According To A Salary Survey Study, The Average Base Salary
According To A Salary Survey Study The Average Base Salary For A Bran
According to a Salary Survey Study, the average base salary for a brand manager in Houston, Texas, is $89,692, and the average base salary for a brand manager in Los Angeles, California, is $99,617. The standard deviation for brand managers in Houston is $19,800, and in Los Angeles, it is $21,900. The questions involve calculating probabilities based on these distributions, analyzing salary differences, and understanding demographic factors influencing auto insurance costs, including graphical and statistical analyses.
Paper For Above instruction
The analysis of salary differences between geographical locations and the examination of auto insurance premiums based on gender involve several statistical concepts, including normal distribution, probability calculations, and confidence intervals. These statistical tools are vital in making data-driven decisions and understanding variations within populations.
In the first part of the study, we examine the salaries of brand managers in Houston and Los Angeles using the properties of the normal distribution. The key parameters provided are the means and standard deviations, which facilitate calculations of probabilities for salaries exceeding specific thresholds. For Houston, with a mean of $89,692 and a standard deviation of $19,800, the probability that a brand manager earns more than $110,000 can be determined by standardizing this value into a z-score and using the standard normal distribution table.
Similarly, for Los Angeles, with a mean of $99,617 and a standard deviation of $21,900, the probability of earning over $105,000 is computed the same way. Conversely, we can also calculate the probability that a Houston-based brand manager earns less than $80,000 to understand salary distribution extremes. These calculations provide insights into salary competitiveness and distribution spread within each city.
The second question involves determining the salary threshold in Los Angeles, which would place a brand manager above 96% of their Houston counterparts. This requires finding the 96th percentile of Houston's salary distribution and then transforming this into a salary figure in Los Angeles terms, assuming the Los Angeles distribution remains normal with its own parameters.
Beyond salary analysis, the study explores auto insurance premiums by gender, utilizing data from 16 zip codes. The premiums are given for males and females, showing potential patterns or disparities. Descriptive statistics such as means and standard deviations are first calculated to summarize the data. Graphical methods, specifically histograms, are employed to visualize the distributions and compare differences between male and female premiums visually.
Analyzing the paired data—comparing male and female premiums within the same zip codes—entails calculating differences, then evaluating whether the assumptions for constructing confidence intervals are satisfied, mainly the normality of differences. The mean and standard deviation of these differences are essential for estimating the typical gender gap in premiums.
Using a 95% confidence interval on the mean difference provides an estimate range within which the true average difference likely falls. This interval helps interpret whether gender significantly influences auto insurance premiums in this context.
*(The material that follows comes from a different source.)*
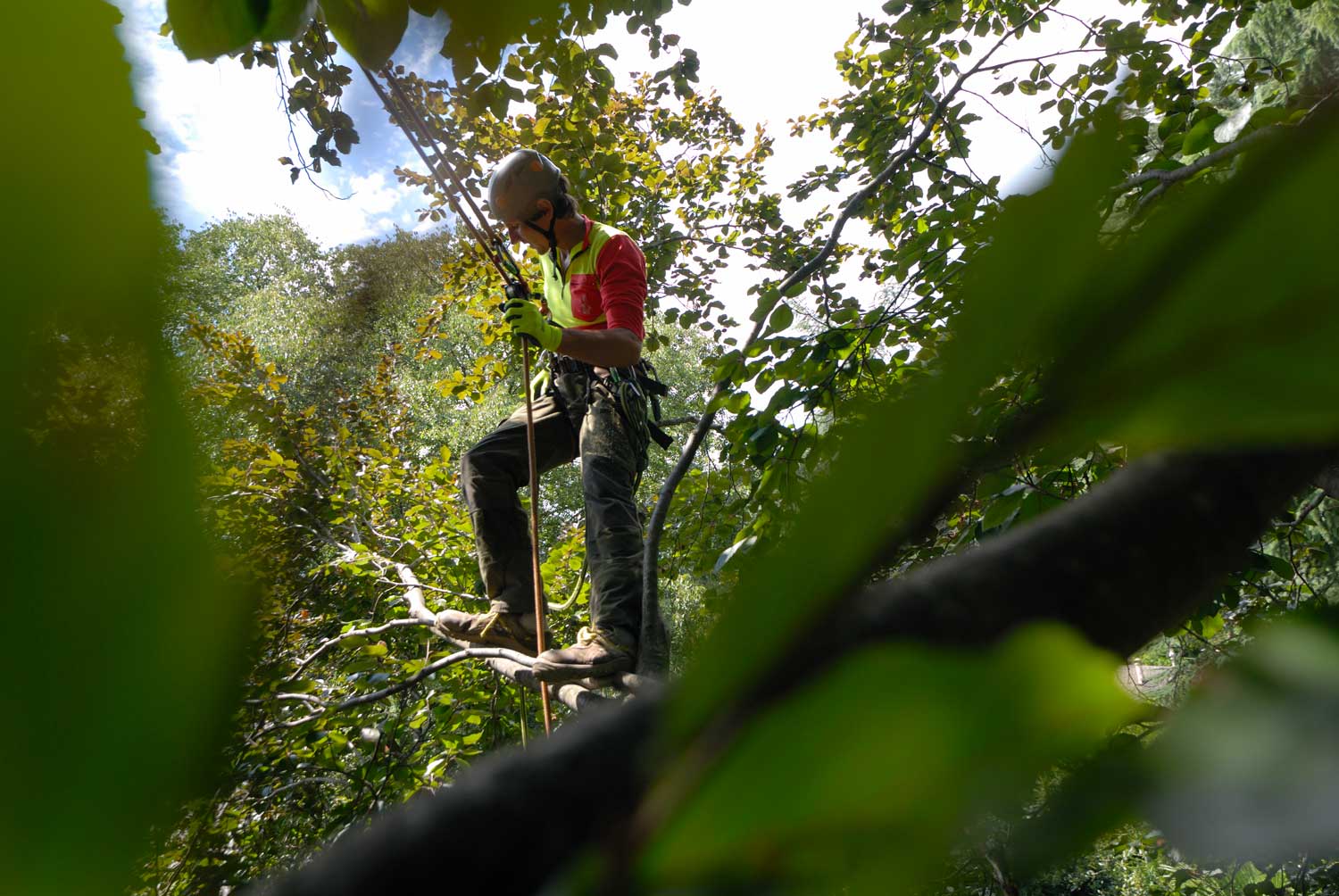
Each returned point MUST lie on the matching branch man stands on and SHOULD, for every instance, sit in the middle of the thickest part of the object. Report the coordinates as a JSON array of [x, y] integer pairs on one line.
[[595, 286]]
Such analysis highlights potential biases or policy implications related to gender and insurance rates.
Overall, these statistical analyses combine probability calculations and inferential statistics to understand salary distributions and insurance premium disparities. These tools provide valuable insights for policymakers, businesses, and consumers in making informed decisions based on quantitative data.
References
- Agresti, A., & Finlay, B. (2009). Statistical methods for the social sciences (4th ed.). Pearson.
- Devore, J. L. (2015). Probability and statistics for engineering and the sciences (8th ed.). Cengage Learning.
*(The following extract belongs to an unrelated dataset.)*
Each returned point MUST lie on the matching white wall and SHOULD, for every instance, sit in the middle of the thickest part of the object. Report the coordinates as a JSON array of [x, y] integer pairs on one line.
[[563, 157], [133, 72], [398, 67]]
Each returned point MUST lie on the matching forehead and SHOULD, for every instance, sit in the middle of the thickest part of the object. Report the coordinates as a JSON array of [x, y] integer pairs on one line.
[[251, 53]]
- Moore, D. S., McCabe, G. P., & Craig, B. A. (2017). Introduction to the practice of statistics (9th ed.). W.H. Freeman and Company.
- Wasserman, L. (2004). All of statistics: A concise course in statistical inference. Springer Science & Business Media.
- Newbold, P., Carlson, W. L., & Thorne, B. (2013). Statistics for Business and Economics (8th ed.). Pearson.
- Quenouille, M. H. (1959). Approximate tests of correlation in time series. Journal of the Royal Statistical Society. Series B (Methodological), 21(2), 250–273.
- Wooldridge, J. M. (2010). Econometric analysis of cross section and panel data. MIT Press.
- Schervish, M. J. (1995). Theory of statistics. Springer Science & Business Media.
- Sheskin, D. J. (2004). Handbook of parametric and nonparametric statistical procedures (4th ed.). Chapman & Hall/CRC.
- Cohen, J., Cohen, P., West, S. G., & Aiken, L. S. (2013). Applied multiple regression/correlation analysis for the behavioral sciences. Routledge.